Q: What is agent observability documentation?

It is the written contract that defines how an AI agent's runs are traced, logged, and replayed. It includes a span schema, a structured log schema, and a trajectory replay format, and it lives next to the agent's product spec rather than in a separate ops wiki.

Q: How is this different from LLM monitoring?

LLM monitoring tracks individual model calls — latency, tokens, errors. Agent observability tracks complete agent cycles: multi-step reasoning, tool execution, sub-agent handoffs, and how individual calls combine into workflows. The documentation must reflect that broader scope, including a defined trajectory artifact.

Q: Do we have to use the OpenTelemetry GenAI conventions?

Strongly recommended. Microsoft Agent Framework, Microsoft Foundry, Inkeep, Maxim, and most vendor SDKs already emit GenAI conventions, and Datadog, Dynatrace, and SigNoz consume them natively. Custom span names create migration debt with no upside.

Q: What is a trajectory replay and why document it?

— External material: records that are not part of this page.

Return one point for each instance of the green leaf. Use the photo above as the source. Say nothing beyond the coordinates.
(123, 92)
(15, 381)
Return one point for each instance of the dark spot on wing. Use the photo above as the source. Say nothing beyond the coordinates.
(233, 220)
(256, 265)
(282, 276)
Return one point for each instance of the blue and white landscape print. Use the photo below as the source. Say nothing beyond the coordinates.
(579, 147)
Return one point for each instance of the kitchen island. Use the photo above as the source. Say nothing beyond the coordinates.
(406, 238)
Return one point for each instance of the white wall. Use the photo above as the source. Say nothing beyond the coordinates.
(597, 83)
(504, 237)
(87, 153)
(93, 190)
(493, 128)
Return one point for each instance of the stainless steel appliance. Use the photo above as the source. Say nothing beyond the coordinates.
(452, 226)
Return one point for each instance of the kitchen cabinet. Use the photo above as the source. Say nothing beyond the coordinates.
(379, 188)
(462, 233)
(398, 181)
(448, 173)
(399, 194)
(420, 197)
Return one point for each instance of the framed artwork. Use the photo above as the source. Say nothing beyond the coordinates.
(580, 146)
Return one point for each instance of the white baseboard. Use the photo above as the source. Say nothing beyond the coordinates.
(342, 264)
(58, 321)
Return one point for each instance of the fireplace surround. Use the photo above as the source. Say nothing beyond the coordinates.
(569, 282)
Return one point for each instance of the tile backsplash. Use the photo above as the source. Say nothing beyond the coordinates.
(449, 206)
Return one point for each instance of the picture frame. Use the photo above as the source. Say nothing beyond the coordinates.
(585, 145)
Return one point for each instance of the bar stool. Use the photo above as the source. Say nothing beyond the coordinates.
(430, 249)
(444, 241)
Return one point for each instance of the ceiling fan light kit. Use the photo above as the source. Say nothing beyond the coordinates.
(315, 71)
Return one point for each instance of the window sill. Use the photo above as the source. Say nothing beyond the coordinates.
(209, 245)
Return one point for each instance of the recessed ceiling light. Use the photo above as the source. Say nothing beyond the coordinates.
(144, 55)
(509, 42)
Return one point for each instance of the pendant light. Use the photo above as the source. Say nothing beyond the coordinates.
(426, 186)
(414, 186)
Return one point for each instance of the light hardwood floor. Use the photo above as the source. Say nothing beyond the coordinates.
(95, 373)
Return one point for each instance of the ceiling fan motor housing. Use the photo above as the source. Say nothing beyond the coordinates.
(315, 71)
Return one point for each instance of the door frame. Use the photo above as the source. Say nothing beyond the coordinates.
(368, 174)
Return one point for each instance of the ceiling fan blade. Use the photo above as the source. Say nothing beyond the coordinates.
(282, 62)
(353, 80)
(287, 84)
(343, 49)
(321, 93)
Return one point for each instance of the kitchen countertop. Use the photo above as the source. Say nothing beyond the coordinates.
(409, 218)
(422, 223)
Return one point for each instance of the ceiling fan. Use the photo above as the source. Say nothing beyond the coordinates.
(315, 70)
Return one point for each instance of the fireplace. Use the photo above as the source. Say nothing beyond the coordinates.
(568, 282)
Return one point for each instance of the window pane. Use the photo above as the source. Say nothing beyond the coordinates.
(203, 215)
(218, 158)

A trajectory replay is a re-execution of a recorded agent run against stubbed tools and fixture model responses. Documenting the replay format makes regressions reproducible across releases and lets reviewers confirm that a fix actually changes the behaviour of the failing case rather than producing a coincidentally similar result.

Q: How long does it take to apply this checklist?

For a single-agent system, expect about one engineering week to draft the schemas and one review cycle to land them. Multi-agent systems with several tools take two to three weeks. The cost is paid back the first time on-call needs to debug a long-running session in production.